How I built an open source gesture controller for OpenLayers (with MediaPipe) in public

12 Apr 2026

Webcam view of a person using both hands with tracked points to pan, zoom, and rotate a map interface using gesture controls.
Webcam view of a person using both hands with tracked points to pan, zoom, and rotate a map interface using gesture controls.

After creating gesture controlled games as Eyebrow Tetris and Pug’s Hunt I tried controlling a map using just a webcam and hand gestures. No mouse. No keyboard. Just hands. It worked, but also broke in ways I didn’t expect.

The idea

Do you know the movie Minority Report? It’s a movie with Tom Cruise where he prevented crimes in the future. The movie had some nice scenes where he controlled an interface with just his hands.

I wanted to create this, but in the browser. In KNMI I work for a project called OpenGeoweb where we use OpenLayers, and since this is opensource I decided to built a small plugin that lets you control an OpenLayers map with gestures. All running locally in the browser using MediaPipe.

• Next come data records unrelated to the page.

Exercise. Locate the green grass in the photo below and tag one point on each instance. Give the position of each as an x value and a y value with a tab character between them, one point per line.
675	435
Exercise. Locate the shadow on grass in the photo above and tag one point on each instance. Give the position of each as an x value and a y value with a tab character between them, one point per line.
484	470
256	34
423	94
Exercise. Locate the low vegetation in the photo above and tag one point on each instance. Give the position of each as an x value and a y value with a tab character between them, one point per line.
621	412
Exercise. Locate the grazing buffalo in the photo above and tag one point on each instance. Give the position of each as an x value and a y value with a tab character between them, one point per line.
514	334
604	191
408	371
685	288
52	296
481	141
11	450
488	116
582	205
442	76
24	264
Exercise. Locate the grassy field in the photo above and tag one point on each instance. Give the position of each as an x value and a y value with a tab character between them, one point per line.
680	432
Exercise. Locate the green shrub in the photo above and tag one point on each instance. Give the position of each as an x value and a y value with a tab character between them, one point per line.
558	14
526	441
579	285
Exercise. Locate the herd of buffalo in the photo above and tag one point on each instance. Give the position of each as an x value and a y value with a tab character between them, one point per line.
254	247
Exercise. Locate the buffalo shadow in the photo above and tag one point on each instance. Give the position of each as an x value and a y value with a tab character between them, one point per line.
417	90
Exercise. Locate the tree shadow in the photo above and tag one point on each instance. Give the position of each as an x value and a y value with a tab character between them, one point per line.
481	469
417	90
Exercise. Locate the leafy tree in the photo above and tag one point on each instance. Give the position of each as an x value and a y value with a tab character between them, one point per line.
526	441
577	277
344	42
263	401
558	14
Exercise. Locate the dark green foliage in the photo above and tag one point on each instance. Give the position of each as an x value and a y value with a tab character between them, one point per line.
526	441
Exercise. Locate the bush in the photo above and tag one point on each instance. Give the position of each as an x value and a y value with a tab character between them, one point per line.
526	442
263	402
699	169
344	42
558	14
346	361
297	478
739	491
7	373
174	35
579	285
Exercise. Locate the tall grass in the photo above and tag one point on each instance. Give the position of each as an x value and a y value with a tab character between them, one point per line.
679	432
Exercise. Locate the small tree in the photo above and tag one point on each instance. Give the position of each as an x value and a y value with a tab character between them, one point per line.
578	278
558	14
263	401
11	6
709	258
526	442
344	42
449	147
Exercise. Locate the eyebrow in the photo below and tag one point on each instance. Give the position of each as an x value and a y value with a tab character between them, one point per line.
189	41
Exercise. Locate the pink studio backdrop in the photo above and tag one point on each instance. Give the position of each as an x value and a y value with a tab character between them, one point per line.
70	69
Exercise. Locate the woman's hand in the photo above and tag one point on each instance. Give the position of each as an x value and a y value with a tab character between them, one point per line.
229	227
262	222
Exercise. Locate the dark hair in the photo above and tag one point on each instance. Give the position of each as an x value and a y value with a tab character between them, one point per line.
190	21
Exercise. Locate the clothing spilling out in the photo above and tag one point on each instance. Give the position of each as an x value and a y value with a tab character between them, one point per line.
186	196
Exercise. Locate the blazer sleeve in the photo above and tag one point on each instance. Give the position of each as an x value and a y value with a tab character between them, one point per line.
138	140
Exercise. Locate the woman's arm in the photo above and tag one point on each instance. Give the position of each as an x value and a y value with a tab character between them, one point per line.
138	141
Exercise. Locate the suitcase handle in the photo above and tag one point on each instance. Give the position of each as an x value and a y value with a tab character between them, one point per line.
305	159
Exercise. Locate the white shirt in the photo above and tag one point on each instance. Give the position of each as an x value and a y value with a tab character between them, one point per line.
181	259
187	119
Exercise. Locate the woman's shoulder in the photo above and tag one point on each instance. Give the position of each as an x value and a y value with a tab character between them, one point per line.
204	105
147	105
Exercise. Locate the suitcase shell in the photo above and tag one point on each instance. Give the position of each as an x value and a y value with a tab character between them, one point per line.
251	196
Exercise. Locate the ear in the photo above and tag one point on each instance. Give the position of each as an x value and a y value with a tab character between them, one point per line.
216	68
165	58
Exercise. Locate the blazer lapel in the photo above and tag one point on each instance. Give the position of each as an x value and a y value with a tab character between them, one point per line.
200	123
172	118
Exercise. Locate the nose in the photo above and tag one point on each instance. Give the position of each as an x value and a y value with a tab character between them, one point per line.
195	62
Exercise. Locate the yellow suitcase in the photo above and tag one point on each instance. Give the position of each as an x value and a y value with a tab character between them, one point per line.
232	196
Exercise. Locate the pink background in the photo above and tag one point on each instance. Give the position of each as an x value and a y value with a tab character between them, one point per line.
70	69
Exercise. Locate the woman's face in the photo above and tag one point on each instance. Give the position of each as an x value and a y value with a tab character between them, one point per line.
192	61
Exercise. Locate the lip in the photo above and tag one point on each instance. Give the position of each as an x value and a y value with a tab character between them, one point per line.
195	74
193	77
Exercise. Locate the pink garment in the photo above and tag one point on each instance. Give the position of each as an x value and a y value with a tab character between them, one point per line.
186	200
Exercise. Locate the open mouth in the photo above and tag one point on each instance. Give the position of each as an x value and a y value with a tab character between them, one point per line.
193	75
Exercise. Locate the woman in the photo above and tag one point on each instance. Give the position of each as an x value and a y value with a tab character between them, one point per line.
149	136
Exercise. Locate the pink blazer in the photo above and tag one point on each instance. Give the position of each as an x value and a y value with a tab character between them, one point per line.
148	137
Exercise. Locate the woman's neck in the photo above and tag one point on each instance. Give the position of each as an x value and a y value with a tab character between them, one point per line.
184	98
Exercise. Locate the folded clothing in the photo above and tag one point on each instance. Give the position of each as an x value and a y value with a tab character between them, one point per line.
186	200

No backend. Camera data never leaves the device.

Demo

Try it yourself here: sanderdesnaijer.github.io/map-gesture-controls

Version 1: the Minority Report prototype

The first version was simple. Two gestures:

  • Fist: pan the map (move your fist around, the map follows)
  • Two open hands: zoom (move your hans apart to zoom in, bring them together to zoom out)

The zooming worked like a swimming notion. Hands apart zoom in, hands together zoom in. The pan you could do with 1 fist, and the map was following the fist.

It felt great. I added blue glows on the fingertips, exactly like in the movie so I felt a bit like Tom Cruise. The fist was also very responsive and intuitive.

Posting it on Reddit

I posted the first version on Reddit. I figured a few people might find it interesting. What I got back was way more useful than I expected. People actually tried it. They reported what worked, what felt weird, and what broke. Some went out of their way to test edge cases and send detailed feedback.

The main feedback and issues:

  • Zooming out meant bringing your hands close together. And zooming out *a lot* meant... your hands were already as close as they could get. Worse, zooming in meant spreading your hands wide, and at some point your hands just left the frame. The webcam couldn't see them anymore, so tracking dropped.
  • There was no rotation. No reset. I hadn't even thought about those yet. It was just pan and zoom.

Some people even suggested new controls, which I later implemented. That's the thing about open source. You can build something in isolation and think it works fine. But real users find the gaps you'd never notice on your own. The feedback I got pushed the project from a fun experiment into something much more solid.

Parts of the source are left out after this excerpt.